Hayat keşfedilecek şarkılardan ibarettir..Ve hayatımızın şarkısı sürekli değişir.

Pazar, Ocak 30, 2011

Aşk Tesadüfleri Sever (mi?)



4 Şubat'ta vizyona girecek olan başrollerini Belçim Erdoğan ve Mehmet Günsür'ün paylaştığı Jeux de Fants tarzı bir romantik-komedi "Aşk Tesadüfleri Sever".
Merakla bekliyorum çünkü, soundtrackleriyle şimdiden göz doldurdu film bence. Ki ben soundtrack dinlemeyi zevk edinmiş biri olarak bunu görmezden gelemem.
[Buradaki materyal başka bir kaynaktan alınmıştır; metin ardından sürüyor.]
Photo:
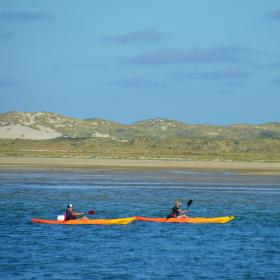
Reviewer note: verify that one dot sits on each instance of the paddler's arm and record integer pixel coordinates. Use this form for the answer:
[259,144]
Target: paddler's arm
[78,214]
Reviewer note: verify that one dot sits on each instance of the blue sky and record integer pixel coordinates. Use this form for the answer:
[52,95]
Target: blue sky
[195,61]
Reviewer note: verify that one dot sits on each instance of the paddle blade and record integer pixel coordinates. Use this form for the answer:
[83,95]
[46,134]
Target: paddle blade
[189,203]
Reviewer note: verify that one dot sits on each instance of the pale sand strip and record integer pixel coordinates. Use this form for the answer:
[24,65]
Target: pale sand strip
[78,163]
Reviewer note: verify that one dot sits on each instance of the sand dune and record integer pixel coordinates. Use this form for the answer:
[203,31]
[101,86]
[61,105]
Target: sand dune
[25,132]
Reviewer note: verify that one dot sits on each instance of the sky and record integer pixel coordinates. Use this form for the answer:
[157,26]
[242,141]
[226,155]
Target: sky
[195,61]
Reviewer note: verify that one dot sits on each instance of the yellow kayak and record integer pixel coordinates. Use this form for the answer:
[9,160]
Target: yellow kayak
[192,220]
[83,221]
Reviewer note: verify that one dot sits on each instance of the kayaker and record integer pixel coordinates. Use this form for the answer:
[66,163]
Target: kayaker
[176,212]
[70,214]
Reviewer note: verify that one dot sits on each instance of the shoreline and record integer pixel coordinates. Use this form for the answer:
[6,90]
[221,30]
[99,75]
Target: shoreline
[22,163]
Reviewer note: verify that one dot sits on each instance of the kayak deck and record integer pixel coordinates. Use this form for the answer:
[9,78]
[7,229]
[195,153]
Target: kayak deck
[191,220]
[120,221]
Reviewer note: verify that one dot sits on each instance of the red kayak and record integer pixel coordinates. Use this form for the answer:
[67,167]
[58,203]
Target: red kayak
[191,220]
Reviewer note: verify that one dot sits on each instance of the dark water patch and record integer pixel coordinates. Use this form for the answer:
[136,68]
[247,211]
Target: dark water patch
[246,248]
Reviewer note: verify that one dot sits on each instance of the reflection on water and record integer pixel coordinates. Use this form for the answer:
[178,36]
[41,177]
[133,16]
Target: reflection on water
[246,248]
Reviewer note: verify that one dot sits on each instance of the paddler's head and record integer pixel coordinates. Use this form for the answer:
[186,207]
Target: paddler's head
[178,203]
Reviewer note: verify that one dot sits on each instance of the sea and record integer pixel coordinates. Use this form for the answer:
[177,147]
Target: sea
[247,247]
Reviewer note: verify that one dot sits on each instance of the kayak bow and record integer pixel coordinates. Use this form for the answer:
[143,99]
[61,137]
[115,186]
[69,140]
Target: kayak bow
[191,220]
[121,221]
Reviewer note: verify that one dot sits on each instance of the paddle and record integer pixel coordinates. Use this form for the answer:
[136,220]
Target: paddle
[189,203]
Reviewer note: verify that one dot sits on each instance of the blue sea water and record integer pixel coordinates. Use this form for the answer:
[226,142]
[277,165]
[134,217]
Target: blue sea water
[246,248]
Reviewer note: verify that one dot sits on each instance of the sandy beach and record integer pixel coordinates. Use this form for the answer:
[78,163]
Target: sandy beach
[126,164]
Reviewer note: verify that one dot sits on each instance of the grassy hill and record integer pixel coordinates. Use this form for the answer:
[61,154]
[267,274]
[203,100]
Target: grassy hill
[60,136]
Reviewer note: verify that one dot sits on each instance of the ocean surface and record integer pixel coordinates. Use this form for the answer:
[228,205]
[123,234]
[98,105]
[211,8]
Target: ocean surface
[246,248]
Tnk adlı alternatif rock grubunun "Yine Yazı Bekleriz" adlı şarkısının akustik versiyonunun video klibi dönmeye başladı önce müzik kanallarında. Kulak zarlarımıza değdiği yetmedi bir de dilimize dolandı kaldı.. Ne müthiş yazmış, bestelemişler dedim.
Şimdi de daha önceleri Bülent Ortaçgil'den severek dinlediğimiz bizi o tesadüflere, tesadüflerden doğan aşka inandıran mükemmel şarkı olan "Eylül Akşamı"nı Mehmet Günsür ve Tnk yorumuyla dinledim.
Gayet de güzel söylemiş.. Ortaçgil fanları başta olmak üzere, Türk insanının yapacağı eleştirileri şimdiden tahmin edebiliyorum. "Bırakk Ortaçgil söylesin bee!" şeklinde olacak bir çoğu.
Öte yandan Belçim Erdoğan'ı da Mehmet Günsür'ü de pek güzel/yakışıklı bulurum ben. Yerinde bir seçim olmuş mu, filmi izleyince öğreneceğiz bunu da tabii.

Peki ya aşk gerçekten tesadüfleri sever mi? Hani Bülent Ortaçgil'in yukarıda bahsi geçen şarkısında dediği gibi "Belki benim kağıt param bir şekilde, döne dolaşa senin cebine girmiştir.".. Kim bilir..
Gerçekten de inanıyor muyuz aşka bu kadar? Tesadüflere bu kadar sıkı sıkıya bağlı mıyız?
Karamsar olmamak gerek belki ama hayatlarımız bizi tesadüflere inanmamaya, inanamamaya doğru iter.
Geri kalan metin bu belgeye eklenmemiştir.